With the cold winter months not far away, do you know if your home’s pipes are prepared to endure the freezing weather? If you live in a super cold area, then you know how frustrating it is to have a pipe freeze or burst during the winter. While having the number to an emergency plumber in Toronto is a good idea, you should learn how to prep for and deal with frozen pipes, to avoid a disaster altogether.
How to prevent frozen pipes during the winter
In places where the temperature can dip to or go below freezing, you must prep your pipes to prevent them from freezing—both indoor and outdoor pipes are at risk.
Get familiar with your home’s pipes and plumbing, and know where your water main and water heater valves are located in the event an emergency shut-off is needed. Show a trusted neighbor where these valves are too just in case you are not home if a pipe break occurs. For easy reference, you should also create a visual on-paper diagram of all your pipes and faucets.

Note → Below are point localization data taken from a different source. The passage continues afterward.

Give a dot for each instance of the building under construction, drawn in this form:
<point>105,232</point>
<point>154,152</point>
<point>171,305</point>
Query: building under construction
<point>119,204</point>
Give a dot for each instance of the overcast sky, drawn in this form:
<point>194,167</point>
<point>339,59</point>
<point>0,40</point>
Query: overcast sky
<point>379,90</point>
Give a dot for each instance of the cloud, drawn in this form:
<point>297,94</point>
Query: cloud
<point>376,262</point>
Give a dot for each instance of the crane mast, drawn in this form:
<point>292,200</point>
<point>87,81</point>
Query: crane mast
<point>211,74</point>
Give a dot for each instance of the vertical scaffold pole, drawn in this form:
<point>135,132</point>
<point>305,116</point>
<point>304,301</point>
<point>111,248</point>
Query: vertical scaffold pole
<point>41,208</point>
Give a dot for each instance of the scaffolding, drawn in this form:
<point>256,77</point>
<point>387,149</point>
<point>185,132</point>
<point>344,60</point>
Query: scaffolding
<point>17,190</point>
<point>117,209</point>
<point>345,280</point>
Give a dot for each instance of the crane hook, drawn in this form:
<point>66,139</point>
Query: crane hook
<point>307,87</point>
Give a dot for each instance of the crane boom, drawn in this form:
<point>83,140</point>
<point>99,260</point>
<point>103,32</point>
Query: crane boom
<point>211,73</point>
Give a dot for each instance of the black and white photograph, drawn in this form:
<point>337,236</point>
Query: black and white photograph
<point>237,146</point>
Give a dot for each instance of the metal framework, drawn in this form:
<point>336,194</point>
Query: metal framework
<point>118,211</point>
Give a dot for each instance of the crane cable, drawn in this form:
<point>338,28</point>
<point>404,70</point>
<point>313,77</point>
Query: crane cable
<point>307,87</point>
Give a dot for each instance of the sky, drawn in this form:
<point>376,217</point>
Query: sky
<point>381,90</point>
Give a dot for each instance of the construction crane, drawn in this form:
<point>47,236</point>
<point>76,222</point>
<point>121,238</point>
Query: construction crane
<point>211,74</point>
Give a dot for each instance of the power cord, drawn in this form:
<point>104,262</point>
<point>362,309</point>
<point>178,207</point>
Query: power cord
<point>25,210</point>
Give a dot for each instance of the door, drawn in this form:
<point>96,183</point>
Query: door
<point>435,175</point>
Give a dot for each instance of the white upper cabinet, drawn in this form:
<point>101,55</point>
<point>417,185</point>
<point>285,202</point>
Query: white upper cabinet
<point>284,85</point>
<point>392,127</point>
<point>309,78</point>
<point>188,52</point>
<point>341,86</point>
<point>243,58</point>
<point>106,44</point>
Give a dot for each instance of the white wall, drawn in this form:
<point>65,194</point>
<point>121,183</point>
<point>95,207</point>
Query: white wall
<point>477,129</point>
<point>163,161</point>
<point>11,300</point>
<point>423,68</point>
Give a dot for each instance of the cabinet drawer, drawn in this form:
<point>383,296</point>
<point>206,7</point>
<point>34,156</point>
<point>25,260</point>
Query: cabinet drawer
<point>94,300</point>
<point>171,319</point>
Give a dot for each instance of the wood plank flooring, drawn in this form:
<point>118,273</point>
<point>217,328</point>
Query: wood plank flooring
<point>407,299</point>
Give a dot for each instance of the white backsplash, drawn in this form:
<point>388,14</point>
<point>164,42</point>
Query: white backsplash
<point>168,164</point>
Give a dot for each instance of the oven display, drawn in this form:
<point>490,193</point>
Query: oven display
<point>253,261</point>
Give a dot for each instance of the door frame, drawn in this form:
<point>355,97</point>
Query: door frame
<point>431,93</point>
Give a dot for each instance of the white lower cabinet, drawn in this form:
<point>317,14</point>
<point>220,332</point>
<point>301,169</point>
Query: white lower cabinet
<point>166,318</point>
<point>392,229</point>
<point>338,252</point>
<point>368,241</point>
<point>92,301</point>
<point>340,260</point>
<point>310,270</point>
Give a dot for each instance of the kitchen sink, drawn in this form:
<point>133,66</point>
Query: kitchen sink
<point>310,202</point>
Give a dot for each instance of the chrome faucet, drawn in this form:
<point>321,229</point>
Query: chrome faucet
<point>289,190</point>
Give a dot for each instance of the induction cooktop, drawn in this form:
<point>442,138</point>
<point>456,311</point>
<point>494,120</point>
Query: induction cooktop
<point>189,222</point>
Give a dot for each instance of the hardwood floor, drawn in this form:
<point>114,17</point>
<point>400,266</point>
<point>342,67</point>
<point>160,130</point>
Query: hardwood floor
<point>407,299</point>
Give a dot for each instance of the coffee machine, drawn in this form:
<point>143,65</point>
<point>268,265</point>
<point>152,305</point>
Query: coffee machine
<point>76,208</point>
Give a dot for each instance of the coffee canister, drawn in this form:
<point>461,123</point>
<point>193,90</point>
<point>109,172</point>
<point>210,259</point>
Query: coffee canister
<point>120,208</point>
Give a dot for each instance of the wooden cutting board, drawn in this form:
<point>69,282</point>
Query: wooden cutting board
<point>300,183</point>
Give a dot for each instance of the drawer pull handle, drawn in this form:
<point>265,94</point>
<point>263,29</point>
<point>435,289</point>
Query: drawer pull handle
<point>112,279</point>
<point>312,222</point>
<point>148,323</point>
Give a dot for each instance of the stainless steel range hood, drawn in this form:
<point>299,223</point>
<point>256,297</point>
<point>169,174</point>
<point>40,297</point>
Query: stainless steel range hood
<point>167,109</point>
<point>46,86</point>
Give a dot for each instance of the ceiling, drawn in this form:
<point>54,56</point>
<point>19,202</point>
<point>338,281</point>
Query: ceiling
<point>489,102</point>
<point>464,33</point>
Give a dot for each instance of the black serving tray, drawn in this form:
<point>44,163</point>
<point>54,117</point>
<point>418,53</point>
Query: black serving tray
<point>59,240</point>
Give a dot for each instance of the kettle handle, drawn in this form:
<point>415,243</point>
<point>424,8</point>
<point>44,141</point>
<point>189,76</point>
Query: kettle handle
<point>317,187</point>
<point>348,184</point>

Start by disconnecting garden hoses and placing protective weather covers on all faucets. For outside walls and areas where the heat doesn’t reach, it will be beneficial to insulate permanently or temporarily where pipes run through. Take advantage of pipe insulation or a heating tape to wrap around pipes in crawl spaces and pipes near cold exterior walls.
Having the inside and basement temperature set to at least 68-degrees will help prevent pipes from freezing—so will opening sink cabinet doors to let heat circulate near plumbing areas. For any season, but especially winter, it would behoove you to inspect weather seals around doors that lead to the outside as well as around all windows. If your home is not weather sealed, take it into serious consideration to do so—this can save your pipes from additional cold exposure, while keeping the winter heating bill down.
What to do if you encounter a frozen or burst pipe
Despite all your efforts, you have a frozen pipe. If this happens, turn off the home’s water supply, then try thawing it by using a decent hair dryer, heat lamp or a space heater. Alternatively, you can use hot towels soaked in heated water off the stove. Carefully wring out the towel and wrap around the frozen sections of the pipe.
But, sometimes a frozen pipe is too plugged up and you need professional help before matters get worse—some companies, like the folks at Rooter Group Inc., have an electric thaw machine specifically for use on copper pipes.
There’s always the possibility of a pipe bursting. Before matters get really bad, immediately shut off the main water valve to minimize flooding, or close off the water heater valve if the burst is a hot water pipe, call a 24 hour plumber in Toronto and get to drying out the area the best you can to prevent mold from forming.
Save your home’s pipes from freezing or bursting this winter by inspecting and prepping those pipes early!